Der Berliner Historiker Wolfgang Wippermann kommt in seinem neuen Buch zum Fundamentalismus in Geschichte und Gegenwart (Fundamentalismus: Radikale Strömungen in den Weltreligionen. Freiburg: Herder, 2013) in Vielem meiner in meinem Buch ‚Fundamentalismus: Wenn Religion zur Gewalt wird‘ vertretenen Sicht sehr nahe.
Für ihn wie für mich ist Fundamentalismus nicht einfach das Vertreten einer Wahrheit oder das Festmachen dieser Wahrheit an einer Heiligen Schrift. Erst der Wille, die eigene Wahrheit anderen politisch aufzwingen zu wollen, macht den Fundamentalismus aus. Wippermann schreibt:
„Fundamentalismus ist eine Ideologie, durch die Religion politisiert, die Politik dagegen sakralisiert und zur ‚politischen Religion‘ gemacht wird“ (S. 7).
Er erläutert dazu:
„Religion kann die Menschen wie die Drogen Kokain und Crack aufputschen und aggressiv machen. Doch zuvor muss die Religion zur Ideologie gemacht werden, mit der die Angehörigen von politischen und religiösen Organisationen ihre jeweiligen religiösen Dogmen und politischen Ziele zu legitimieren und zu verwirklichen suchen.“ (S. 7).
Dasselbe noch einmal anders formuliert:
„Erst durch die Sakralisierung der Politik werden antiaufklärerische, antimoderne und irrationalistische politische Bewegungen fundamentalistisch.“ (S. 8).
Er kritisiert, dass bei einem umfassenden Fundamentalismusverständnis, das einfach beim Widerstand gegen die Moderne ansetzt, „alle Religionen als fundamentalistisch bezeichnet werden“ „könnten“ (S. 8). Die darauf fußende Unterscheidung zwischen Islam und Islamismus (S. 71ff.) entspricht genau meiner Unterscheidung.
Die Gefahr des Fundamentalismus erkennt er genau wie ich nur dann,
„wenn politisierte religiöse Dogmen und religiös begründete politische Zielvorstellungen gegen die universalistischen Werte von Menschenrecht und Menschenwürde verstoßen und wenn ihre Verwirklichung nicht mit den demokratischen Prinzipien und Regeln vereinbar ist“ (S. 10).

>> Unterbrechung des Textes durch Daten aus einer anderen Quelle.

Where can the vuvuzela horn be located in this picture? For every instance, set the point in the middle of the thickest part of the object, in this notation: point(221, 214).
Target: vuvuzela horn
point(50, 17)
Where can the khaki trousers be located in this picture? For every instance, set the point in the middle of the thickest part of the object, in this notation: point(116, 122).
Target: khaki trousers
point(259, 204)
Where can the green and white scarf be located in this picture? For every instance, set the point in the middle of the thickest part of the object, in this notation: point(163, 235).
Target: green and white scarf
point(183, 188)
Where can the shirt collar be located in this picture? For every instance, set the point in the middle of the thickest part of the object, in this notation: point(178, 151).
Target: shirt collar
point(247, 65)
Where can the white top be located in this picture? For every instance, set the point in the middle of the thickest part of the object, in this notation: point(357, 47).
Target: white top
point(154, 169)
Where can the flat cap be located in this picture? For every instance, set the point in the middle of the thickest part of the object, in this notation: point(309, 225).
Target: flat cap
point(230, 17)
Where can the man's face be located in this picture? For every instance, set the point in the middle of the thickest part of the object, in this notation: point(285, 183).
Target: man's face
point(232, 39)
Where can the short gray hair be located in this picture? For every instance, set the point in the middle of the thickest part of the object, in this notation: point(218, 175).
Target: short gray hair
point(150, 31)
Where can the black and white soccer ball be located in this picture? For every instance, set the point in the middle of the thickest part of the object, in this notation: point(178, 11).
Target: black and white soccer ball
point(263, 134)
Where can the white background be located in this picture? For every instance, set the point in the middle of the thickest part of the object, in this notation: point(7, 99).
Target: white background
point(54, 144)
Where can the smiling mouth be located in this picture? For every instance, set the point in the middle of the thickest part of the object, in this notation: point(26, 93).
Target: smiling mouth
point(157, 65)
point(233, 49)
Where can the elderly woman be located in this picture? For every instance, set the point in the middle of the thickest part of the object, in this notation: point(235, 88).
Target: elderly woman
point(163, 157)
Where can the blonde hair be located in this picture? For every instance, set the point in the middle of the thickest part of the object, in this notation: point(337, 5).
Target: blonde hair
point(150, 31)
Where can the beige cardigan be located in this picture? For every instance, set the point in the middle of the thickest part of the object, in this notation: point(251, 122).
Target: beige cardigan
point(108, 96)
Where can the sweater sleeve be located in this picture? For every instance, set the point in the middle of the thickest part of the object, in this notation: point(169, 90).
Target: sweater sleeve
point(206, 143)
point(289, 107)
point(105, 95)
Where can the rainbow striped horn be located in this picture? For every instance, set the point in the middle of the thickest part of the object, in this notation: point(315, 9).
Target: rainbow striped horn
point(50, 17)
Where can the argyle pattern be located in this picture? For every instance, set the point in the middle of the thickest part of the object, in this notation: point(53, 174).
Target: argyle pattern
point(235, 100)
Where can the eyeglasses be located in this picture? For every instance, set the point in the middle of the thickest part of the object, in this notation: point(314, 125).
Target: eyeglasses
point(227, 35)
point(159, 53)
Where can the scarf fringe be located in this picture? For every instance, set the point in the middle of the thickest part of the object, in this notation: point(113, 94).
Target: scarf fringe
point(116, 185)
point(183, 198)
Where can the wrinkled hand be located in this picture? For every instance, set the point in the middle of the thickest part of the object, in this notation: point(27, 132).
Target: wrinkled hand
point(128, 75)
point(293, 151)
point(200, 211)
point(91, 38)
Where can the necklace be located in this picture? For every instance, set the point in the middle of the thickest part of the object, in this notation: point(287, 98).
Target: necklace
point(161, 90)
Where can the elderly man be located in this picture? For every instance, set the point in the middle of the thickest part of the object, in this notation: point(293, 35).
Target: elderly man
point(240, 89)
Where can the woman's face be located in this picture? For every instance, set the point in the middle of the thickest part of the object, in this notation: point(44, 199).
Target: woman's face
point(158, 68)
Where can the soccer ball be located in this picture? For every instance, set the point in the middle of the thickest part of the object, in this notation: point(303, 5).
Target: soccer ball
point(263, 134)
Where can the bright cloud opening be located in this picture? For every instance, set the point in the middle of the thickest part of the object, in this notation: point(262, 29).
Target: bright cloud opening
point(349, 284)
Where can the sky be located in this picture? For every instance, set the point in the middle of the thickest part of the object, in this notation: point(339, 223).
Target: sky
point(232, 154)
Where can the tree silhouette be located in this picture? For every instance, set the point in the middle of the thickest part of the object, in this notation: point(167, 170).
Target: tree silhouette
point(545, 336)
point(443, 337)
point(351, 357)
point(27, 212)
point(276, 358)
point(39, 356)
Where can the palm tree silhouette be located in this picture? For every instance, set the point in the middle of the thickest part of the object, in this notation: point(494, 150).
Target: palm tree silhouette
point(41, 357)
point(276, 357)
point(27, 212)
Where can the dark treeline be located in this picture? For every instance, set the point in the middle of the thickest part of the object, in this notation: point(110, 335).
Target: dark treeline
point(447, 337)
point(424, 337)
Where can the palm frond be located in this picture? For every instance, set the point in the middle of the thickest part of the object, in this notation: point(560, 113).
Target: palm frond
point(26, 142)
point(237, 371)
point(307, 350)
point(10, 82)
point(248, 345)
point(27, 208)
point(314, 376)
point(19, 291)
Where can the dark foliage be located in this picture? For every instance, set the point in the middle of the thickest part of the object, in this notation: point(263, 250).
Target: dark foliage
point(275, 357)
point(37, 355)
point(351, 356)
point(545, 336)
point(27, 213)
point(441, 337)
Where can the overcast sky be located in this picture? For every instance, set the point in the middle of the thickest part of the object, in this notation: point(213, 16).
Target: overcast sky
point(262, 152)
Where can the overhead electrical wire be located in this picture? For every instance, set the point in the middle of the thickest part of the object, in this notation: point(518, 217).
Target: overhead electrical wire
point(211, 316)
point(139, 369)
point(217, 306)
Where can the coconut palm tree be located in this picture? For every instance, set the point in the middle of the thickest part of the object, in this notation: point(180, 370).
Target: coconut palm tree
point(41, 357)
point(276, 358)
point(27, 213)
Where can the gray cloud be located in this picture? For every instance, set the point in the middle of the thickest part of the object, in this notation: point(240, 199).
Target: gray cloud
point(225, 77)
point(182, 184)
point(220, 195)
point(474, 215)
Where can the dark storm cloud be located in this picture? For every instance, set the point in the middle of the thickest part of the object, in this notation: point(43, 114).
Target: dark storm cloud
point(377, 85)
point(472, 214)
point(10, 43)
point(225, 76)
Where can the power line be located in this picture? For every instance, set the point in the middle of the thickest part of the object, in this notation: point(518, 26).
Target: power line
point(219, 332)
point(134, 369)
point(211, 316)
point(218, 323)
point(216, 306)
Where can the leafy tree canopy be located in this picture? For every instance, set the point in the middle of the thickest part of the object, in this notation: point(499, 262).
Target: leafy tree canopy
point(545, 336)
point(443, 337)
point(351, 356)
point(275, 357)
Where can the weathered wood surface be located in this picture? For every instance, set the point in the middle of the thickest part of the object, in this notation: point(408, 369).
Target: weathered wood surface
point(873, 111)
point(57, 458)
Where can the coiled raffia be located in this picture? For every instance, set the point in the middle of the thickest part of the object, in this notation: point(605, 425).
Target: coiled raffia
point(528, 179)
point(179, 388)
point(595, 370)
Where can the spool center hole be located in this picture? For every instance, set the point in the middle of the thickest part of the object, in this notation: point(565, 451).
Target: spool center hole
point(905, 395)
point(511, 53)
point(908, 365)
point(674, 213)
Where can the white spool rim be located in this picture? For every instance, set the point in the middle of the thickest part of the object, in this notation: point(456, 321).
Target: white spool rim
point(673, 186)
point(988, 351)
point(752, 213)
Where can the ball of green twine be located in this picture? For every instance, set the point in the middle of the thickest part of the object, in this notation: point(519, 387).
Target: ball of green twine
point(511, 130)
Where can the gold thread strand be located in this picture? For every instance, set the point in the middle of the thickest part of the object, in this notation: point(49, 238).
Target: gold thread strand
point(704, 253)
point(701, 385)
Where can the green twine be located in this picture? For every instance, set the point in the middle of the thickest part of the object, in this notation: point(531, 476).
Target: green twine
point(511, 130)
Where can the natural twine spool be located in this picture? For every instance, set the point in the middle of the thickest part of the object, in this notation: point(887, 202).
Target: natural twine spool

Das entspricht genau meiner Sicht der Menschenrechte als Wasserscheide in Fragen des Fundamentalismus, wie ich sie in meinem Buch beschrieben habe. Deswegen sieht er auch dort, wo die russisch-orthodoxe Kirche Menschenrechte ablehnt, Fundamentalismus (S. 69).
Wie ich kommt er deswegen auch zu dem Schluss, dass es keinen Grund gibt, Fundamentalismus nur auf die Moderne zu beschränken oder nur bestimmte, immer wieder genannte Bewegungen als Beispiel anzuführen. So zählt er etwa wie ich den Ku-Klux-Klan (S. 22–23) und die PLO (S. 83–84), aber auch die Kreuzzüge, und zwar beide Seiten (S. 74, 77 u. ö.), zu den fundamentalistischen Bewegungen.
Neu für mich, aber sehr zutreffend, ist es, die Barmer Theologische Erklärung von 1934 als antifundamentalistische Erklärung zu sehen (S. 147)! Denn tatsächlich erklärt sie deutlich, dass das Evangelium nicht als parteipolitisches Programm taugt, und verteidigt zugleich die Unabhängigkeit der Kirche gegenüber staatlicher Bevormundung.